At 9 pm, Tony and Grammy Award-winning actor Leslie Odom Jr. will host a special two-hour concert, “The Tony Awards Present: Broadway’s Back!” , Which will air on CBS and available live and on demand. on Paramount +.

It will include performances from the three shows nominated for Best Musical (“Jagged Little Pill”, “Tina – The Tina Turner Musical” and “Moulin Rouge!
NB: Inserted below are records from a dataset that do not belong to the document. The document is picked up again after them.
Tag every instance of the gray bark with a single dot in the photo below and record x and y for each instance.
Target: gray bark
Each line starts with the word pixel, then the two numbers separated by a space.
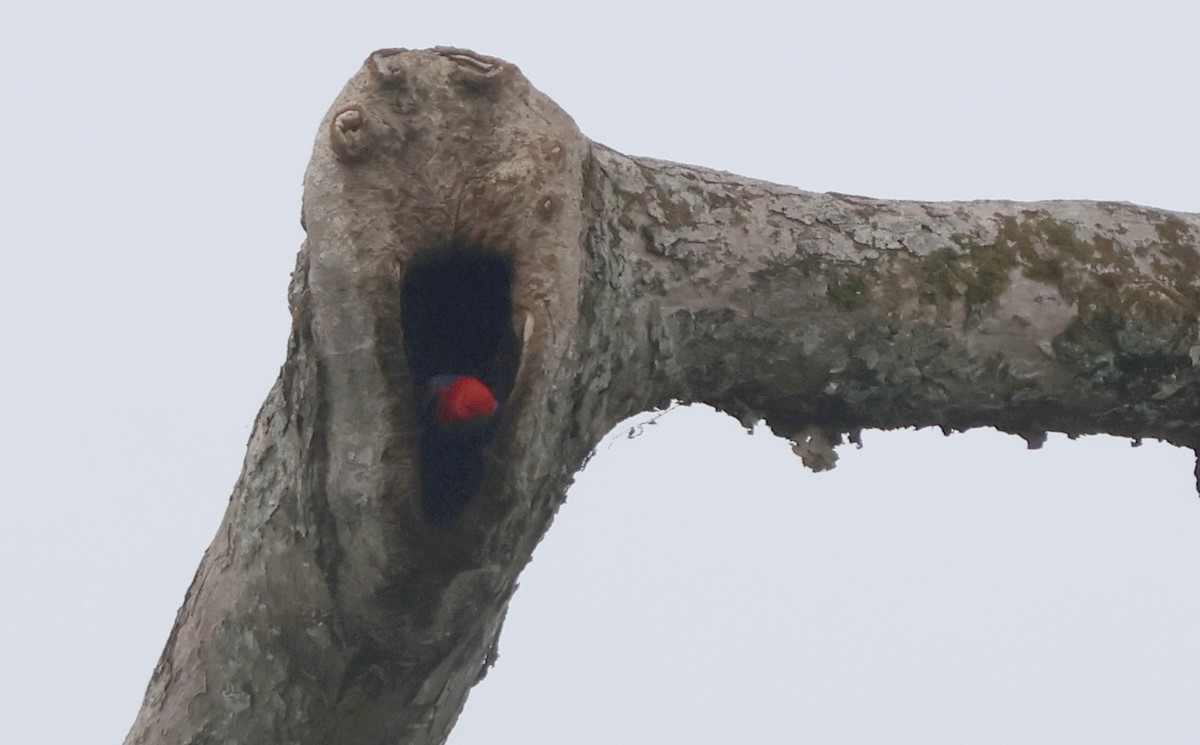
pixel 327 610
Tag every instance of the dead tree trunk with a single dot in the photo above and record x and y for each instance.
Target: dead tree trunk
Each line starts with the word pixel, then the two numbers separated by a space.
pixel 455 216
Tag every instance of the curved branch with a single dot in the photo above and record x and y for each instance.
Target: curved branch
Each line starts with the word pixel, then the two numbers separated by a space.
pixel 587 286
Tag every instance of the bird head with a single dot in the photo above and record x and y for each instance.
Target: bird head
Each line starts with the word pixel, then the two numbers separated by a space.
pixel 461 403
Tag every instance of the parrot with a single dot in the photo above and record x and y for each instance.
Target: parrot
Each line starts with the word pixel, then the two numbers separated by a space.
pixel 459 413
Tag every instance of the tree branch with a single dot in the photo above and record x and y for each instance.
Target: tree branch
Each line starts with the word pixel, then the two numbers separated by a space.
pixel 329 608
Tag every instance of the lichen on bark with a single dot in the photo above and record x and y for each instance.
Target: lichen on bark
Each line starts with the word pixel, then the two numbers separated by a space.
pixel 329 608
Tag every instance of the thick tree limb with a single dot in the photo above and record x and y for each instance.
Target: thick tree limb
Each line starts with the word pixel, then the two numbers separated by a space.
pixel 329 611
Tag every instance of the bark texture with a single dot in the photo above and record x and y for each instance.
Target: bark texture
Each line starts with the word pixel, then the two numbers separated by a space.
pixel 328 610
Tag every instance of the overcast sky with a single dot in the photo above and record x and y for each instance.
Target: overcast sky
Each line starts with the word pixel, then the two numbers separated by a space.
pixel 929 590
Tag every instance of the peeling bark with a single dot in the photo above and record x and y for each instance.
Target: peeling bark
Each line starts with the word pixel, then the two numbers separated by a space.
pixel 328 610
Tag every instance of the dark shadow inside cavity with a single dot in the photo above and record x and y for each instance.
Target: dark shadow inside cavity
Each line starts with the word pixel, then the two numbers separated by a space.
pixel 457 320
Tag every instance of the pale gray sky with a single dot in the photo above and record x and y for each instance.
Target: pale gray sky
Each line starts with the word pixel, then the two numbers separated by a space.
pixel 929 590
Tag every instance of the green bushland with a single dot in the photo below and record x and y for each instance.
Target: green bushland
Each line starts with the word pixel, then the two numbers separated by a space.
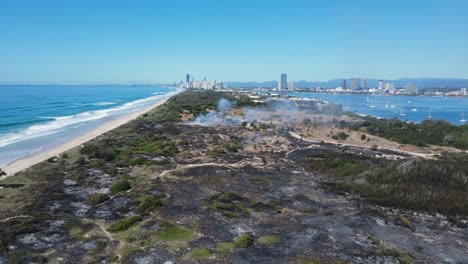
pixel 269 239
pixel 96 151
pixel 231 205
pixel 425 185
pixel 124 224
pixel 244 241
pixel 340 136
pixel 199 253
pixel 316 260
pixel 120 186
pixel 171 232
pixel 14 228
pixel 149 204
pixel 225 247
pixel 257 179
pixel 96 198
pixel 428 132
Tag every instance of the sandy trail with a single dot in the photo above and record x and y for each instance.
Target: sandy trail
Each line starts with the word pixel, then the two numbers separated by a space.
pixel 416 154
pixel 22 164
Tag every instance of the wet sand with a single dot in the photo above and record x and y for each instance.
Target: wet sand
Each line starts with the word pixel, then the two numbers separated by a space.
pixel 22 164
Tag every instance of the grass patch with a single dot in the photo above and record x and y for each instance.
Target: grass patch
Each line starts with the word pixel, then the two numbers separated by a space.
pixel 124 224
pixel 225 246
pixel 231 205
pixel 171 233
pixel 120 186
pixel 256 179
pixel 96 198
pixel 269 239
pixel 199 253
pixel 244 241
pixel 149 204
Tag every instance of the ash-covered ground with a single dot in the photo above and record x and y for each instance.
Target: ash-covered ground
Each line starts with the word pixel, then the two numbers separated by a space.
pixel 222 192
The Musical”) and two shows receiving special Tonys, “Freestyle Love Supreme” and “American Utopia”; appearances by Lin Manuel-Miranda, André De Shields (a Tony winner for “Hadestown”) and “Dear Evan Hansen” star Ben Platt; and the presentation of the first three prizes: best play, best cover of a play and best musical.

Notable contenders to watch out for: Harris from “Slave Play”; Adrienne Warren, who may well win her first Tony for her powerful turn in the title role of “Tina”; Lois Smith, 90, could receive the first Tony of her career for “The Inheritance”; and Danny Burstein, seven times nominated, could win his first statuette for “Moulin Rouge!” Musical comedy.

McDonald’s could break its own record for most Tony’s won by a performer for her work in a revival of McNally’s play “Frankie and Johnny in the Moonlight”. And if Harris won for “Slave Play,” he would become the first black playwright to win that honor since August Wilson in 1987 for “Fences.”

“Slave Play” is also nominated for Best Director, Robert O’Hara; lead actress, Joaquina Kalukango; star actors, Ato Blankson-Wood and James Cusati-Moyer; and starring actresses, Chalia La Tour and Annie McNamara.

David Alan Grier now has four Tony nominations to his name, the most recent for his role as a tyrannical sergeant in the revival of Charles Fuller’s Pulitzer Prize-winning drama “A Soldier’s Play”. Grier’s castmate Blair Underwood, who plays a military lawyer investigating a murder, could get a lead actor statuette in a play.

Other nominees in this category include first-time nominee Jake Gyllenhaal, who is set for his role as a young husband and father in Nick Payne’s “A Life”, a solo tragicomedy of love and loss that starred as part of a double bill with Simon Stephens’ “Sea Wall”, starring Tom Sturridge, who is also nominated.

Lauren Patten was nominated for Best Actress in a Musical Category for her breakout performance in “Jagged Little Pill”. She plays a high school student whose heart is broken, which leads to an electric interpretation of “You Oughta Know” in the second act of the series.

Three special Tony Awards, which recognize work outside the traditional categories, will be presented Sunday night, including one for the Broadway Advocacy Coalition, an organization founded five years ago by a group of actors and others as a tool to work to dismantle racism through theater and storytelling. The other recipients are David Byrne’s “American Utopia,” an intricately choreographed concert by Talking Heads singer Ben Brantley called “the cloudy high of a touring show,” and “Freestyle Love Supreme,” a performance by Talking Heads. mostly improvised hip-hop. which was created, in part, by Lin-Manuel Miranda.